O alerta ganhou força após atualizações divulgadas por centros meteorológicos internacionais em maio, indicando um aquecimento cada vez mais intenso nas águas do Oceano Pacífico.
Apesar disso, especialistas reforçam que ainda existe incerteza sobre a intensidade final do fenômeno.
NOAA eleva alerta para formação do El Niño
O NOAA elevou recentemente o status climático para “alerta de El Niño”.
Segundo o órgão americano, há 82% de chance de o fenôeno se formar entre maio e julho de 2026 e 96% de probabilidade de persistir até o início de 2027.
Os novos modelos meteorológicos também passaram a indicar um cenário de aquecimento mais intenso no Pacífico tropical, aumentando o temor de um evento climático de grande magnitude.
O que é um “super El Niño”?
O termo “super El Niño” é usado informalmente para descrever episódios extremamente fortes do fenômeno climático, como os registrados em 1997-98 e 2015-16.
O El Niño acontece quando as águas superficiais do Oceano Pacífico Equatorial ficam mais quentes do que o normal, alterando padrões climáticos em várias partes do planeta.

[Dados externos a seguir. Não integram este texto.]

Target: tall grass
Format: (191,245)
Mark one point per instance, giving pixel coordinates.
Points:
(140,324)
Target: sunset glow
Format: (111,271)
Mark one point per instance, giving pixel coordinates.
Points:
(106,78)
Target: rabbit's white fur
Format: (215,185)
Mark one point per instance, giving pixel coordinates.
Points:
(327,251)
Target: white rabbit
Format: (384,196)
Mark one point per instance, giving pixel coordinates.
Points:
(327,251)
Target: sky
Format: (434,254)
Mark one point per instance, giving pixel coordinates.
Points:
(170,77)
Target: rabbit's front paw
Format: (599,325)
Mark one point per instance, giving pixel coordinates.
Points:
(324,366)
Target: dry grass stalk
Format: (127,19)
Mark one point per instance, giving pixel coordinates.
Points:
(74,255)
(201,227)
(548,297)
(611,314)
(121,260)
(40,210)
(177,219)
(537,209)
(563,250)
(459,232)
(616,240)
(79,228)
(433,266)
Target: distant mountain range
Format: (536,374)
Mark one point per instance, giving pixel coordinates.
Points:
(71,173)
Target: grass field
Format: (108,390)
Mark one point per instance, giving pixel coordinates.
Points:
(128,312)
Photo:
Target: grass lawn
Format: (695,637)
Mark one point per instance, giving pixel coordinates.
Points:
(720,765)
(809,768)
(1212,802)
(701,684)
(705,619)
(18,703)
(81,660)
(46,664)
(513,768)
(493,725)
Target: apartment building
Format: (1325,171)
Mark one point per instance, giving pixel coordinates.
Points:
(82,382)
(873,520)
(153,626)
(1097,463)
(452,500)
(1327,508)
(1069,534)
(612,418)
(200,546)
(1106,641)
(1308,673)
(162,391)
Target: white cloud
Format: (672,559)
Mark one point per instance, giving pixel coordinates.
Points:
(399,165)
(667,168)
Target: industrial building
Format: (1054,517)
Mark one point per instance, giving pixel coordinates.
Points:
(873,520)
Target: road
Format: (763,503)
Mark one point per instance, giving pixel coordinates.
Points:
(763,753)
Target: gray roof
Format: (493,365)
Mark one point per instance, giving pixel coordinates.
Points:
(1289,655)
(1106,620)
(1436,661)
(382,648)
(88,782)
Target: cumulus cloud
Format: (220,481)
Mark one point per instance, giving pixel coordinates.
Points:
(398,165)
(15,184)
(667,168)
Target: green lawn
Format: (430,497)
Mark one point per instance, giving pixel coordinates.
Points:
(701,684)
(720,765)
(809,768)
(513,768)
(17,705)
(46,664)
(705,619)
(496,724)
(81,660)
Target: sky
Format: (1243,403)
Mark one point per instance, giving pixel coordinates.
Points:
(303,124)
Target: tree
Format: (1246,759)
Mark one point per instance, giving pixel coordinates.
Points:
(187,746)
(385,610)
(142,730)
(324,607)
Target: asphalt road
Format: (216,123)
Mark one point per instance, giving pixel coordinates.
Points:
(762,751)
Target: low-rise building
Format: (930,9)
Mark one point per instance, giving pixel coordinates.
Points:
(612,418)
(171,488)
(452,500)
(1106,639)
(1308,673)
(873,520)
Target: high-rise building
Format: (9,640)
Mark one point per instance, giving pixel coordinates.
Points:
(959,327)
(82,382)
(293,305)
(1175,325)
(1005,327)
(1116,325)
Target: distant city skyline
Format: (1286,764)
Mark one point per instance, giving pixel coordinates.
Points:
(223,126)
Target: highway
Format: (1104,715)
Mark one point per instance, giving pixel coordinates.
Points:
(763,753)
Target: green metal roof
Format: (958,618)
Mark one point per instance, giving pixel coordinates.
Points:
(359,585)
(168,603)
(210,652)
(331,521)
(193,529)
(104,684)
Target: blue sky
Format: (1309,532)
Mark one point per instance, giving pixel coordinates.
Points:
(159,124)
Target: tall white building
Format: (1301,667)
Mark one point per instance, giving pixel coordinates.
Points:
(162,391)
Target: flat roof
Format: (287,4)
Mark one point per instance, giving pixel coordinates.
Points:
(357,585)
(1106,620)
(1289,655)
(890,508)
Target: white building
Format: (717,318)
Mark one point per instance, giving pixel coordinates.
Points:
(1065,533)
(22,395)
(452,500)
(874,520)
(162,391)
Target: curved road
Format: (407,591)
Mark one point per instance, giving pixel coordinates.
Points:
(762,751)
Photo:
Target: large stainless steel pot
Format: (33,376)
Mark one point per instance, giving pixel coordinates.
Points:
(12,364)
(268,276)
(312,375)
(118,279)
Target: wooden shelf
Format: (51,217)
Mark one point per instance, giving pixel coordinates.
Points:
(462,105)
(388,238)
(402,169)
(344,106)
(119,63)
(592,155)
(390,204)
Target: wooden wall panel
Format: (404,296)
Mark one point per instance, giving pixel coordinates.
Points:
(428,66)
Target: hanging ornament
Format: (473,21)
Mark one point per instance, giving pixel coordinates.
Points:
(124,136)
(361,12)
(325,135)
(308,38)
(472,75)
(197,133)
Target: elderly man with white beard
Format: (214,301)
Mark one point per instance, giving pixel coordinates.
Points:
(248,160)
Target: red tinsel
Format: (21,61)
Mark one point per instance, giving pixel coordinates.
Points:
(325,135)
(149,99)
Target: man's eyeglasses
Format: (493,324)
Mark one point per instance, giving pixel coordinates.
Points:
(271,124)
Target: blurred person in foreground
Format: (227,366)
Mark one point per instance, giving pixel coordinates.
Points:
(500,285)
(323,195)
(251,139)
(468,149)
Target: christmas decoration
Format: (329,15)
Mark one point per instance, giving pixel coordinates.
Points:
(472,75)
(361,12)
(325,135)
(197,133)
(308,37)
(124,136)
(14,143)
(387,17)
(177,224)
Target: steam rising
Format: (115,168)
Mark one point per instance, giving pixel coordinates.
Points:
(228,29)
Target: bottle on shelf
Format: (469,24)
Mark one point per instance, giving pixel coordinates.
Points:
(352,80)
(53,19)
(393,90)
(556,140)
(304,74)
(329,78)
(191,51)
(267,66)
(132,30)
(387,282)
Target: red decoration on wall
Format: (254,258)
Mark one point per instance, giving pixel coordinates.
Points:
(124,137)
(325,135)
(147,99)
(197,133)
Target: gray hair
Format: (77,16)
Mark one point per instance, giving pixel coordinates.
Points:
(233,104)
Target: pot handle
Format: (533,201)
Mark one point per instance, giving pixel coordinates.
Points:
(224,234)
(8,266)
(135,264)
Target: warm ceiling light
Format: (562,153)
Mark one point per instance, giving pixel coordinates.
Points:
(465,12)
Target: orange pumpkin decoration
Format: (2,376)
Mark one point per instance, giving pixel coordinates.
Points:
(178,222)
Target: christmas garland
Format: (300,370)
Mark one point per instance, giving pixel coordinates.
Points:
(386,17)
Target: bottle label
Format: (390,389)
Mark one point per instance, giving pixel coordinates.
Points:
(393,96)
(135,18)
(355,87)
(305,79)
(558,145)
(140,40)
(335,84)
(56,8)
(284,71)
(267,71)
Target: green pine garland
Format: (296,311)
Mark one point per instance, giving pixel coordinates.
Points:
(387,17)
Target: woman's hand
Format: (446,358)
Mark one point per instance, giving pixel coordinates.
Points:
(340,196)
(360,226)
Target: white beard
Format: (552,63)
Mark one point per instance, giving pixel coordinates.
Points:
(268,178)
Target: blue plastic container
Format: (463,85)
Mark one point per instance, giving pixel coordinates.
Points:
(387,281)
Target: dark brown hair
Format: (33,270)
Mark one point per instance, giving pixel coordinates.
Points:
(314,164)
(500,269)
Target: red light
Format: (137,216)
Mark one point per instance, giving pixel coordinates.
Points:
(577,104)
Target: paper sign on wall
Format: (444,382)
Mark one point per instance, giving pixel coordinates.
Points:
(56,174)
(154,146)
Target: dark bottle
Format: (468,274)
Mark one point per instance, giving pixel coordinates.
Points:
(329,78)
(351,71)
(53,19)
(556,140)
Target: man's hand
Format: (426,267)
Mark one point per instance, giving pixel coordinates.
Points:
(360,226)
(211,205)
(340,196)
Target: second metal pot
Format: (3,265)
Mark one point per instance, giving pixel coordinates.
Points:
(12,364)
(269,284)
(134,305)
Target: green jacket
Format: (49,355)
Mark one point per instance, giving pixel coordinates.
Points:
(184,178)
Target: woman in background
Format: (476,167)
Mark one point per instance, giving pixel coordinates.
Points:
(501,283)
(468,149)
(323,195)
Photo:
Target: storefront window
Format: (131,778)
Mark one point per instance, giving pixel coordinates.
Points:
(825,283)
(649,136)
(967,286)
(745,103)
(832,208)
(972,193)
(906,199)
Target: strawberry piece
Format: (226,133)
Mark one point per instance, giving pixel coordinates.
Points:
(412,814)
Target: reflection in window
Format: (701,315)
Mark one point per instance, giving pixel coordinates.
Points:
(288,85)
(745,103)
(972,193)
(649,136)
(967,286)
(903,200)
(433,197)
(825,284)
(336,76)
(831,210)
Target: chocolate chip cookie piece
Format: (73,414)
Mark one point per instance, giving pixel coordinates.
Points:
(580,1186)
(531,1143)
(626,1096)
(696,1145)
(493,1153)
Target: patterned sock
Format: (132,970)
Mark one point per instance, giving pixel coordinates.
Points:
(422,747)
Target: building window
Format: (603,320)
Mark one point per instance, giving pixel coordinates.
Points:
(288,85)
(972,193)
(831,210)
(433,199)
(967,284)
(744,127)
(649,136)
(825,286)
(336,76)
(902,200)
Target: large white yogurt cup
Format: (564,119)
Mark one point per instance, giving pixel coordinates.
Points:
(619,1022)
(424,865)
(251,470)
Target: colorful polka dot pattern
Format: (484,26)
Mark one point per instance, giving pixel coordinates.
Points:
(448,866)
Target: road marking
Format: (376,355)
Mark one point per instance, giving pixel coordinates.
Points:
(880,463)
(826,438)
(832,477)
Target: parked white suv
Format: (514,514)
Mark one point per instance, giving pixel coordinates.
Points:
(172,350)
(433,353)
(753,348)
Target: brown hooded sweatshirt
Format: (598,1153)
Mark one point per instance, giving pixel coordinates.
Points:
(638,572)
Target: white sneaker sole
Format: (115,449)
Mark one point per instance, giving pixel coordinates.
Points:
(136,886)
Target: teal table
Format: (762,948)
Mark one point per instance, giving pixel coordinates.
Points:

Meteorologistas monitoram especialmente a chamada região Niño 3.4, área usada internacionalmente para medir a intensidade do aquecimento.
Quando as temperaturas ficam mais de 1,5 °C acima da média por vários meses, o evento costuma ser classificado como forte.
Cientistas pedem cautela nas previsões
Apesar dos alertas recentes, especialistas afirmam que ainda é cedo para cravar a chegada de um super El Niño.
Pesquisadores explicam que previsões feitas entre março e maio enfrentam a chamada “barreira de previsibilidade”, fenômeno que aumenta a margem de erro dos modelos climáticos.
Segundo o Cemaden, o cenário mais provável neste momento aponta para um El Niño entre moderado e forte.
Como o El Niño pode afetar o Brasil?
Historicamente, o El Niño provoca mudanças importantes no clima brasileiro.
Os impactos mais comuns incluem:
- aumento das chuvas no Sul;
- seca mais intensa no Norte e Nordeste;
- ondas de calor no Centro-Oeste e Sudeste;
- maior risco de incêndios florestais;
- enchentes e deslizamentos em algumas regiões.
Especialistas afirmam que os efeitos devem começar a aparecer com mais força a partir da primavera de 2026.
Evento pode elevar temperatura global
Além dos impactos regionais, cientistas alertam que um El Niño muito forte pode aumentar ainda mais a temperatura média global.
Estimativas indicam que o fenôeno poderia adicionar cerca de 0,2 °C ao aquecimento global temporariamente, elevando o risco de novos recordes de calor em 2027.
Após o último grande evento de El Niño, entre 2023 e 2024, o planeta registrou um dos períodos mais quentes da história recente.